Naquela ocasião, os deuses haviam colaborado fielmente para uma tarde ensolarada e uma longa noite estrelada em Alecrim. Finalmente era chegado o grande e último dia da festa da deusa Lybia e aquele encerramento iria marcar todos os doze reinos do Alto Continente.

Todos precisavam se encontrar ao redor da grande construção localizada na frente do castelo. Na praça de acesso ao palácio, havia sido edificada uma grande estátua de bronze da deusa de Alecrim e todos deveriam se posicionar diante dela para prestar-lhe culto.

Entretanto, o rei Romero era tão egocêntrico que queria disputar a fama até com a própria divindade. Este, quando viu que a glória de Lybia estava maior que a dele, tratou logo de elaborar uma estratégia para ser notado como um grande rei. Romero ordenou que extraíssem o maior número de flores para que fossem colocadas como um tapete, desde cortejo da praça imperial até a sala do trono do palácio.
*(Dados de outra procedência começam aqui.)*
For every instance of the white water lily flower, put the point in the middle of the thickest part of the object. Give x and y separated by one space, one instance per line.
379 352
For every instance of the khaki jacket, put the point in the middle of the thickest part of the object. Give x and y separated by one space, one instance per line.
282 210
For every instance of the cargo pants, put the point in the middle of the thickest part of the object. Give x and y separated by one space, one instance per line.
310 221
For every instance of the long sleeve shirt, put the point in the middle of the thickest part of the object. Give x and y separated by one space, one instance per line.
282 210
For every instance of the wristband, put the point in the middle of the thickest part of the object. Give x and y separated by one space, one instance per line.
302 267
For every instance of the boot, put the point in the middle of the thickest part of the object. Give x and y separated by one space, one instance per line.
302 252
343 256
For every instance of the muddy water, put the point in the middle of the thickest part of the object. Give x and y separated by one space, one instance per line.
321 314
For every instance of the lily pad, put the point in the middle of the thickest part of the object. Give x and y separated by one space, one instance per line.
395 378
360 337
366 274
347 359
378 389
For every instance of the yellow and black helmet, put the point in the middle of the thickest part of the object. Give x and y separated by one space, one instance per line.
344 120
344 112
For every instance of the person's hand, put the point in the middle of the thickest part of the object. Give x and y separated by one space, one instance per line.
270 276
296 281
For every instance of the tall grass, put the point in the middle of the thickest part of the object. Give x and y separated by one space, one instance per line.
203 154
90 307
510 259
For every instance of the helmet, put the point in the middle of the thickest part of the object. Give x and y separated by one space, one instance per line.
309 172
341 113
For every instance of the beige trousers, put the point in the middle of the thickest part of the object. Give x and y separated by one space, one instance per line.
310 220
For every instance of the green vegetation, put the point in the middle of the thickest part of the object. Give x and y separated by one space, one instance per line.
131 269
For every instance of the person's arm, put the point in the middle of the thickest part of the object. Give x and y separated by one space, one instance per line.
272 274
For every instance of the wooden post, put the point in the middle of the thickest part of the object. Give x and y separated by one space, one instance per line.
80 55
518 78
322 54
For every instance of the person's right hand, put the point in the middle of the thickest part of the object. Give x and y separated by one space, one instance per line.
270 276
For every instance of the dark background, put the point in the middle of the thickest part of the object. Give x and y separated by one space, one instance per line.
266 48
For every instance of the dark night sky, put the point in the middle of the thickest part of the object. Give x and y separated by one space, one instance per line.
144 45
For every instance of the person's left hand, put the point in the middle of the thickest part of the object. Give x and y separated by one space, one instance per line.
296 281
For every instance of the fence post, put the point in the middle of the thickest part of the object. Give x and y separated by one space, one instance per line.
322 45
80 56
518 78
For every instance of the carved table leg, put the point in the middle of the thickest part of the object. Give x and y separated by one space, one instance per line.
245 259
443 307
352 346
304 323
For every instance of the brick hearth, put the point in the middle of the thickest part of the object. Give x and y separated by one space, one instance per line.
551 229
O povo do Alto Continente contava as horas do dia com base nos movimentos do sol e o movimento das sombras. Já durante a noite, eles seguiam a lua e o barulho de alguns animais. A rasga mortalha, por exemplo, sempre anunciava quando metade da noite já tinha passado. A ocasião da festa do sétimo dia estava marcada para começar quando a sombra da estátua da deusa chegasse até a escadaria do grande castelo de Alecrim. Era como se fosse mais ou menos quatro horas da tarde.

Apesar de tudo, aquela cerimônia religiosa não tinha nada de adoração aos deuses. Era uma festa caricata, onde o que mais importava era que os reis se promovessem, afim de declarar quem era o melhor ou mais poderoso do Alto Continente.

Após algum tempo, a multidão já se encontrava na praça imperial. Todas as classes sociais de Alecrim se reuniam, mas nem todos conseguiam ficar perto do cortejo, pois a multidão se tornava uma imensidão. Os que não chegavam até a estátua, ficavam aglomerados no alto das casas, muros e onde mais pudesse. Ninguém naquele dia poderia ficar em suas moradas, era uma ordem a prestação de culto e sacrifícios. Era também o dia da oferenda dos nascidos. Aquela lei que esmagava cruelmente a sociedade.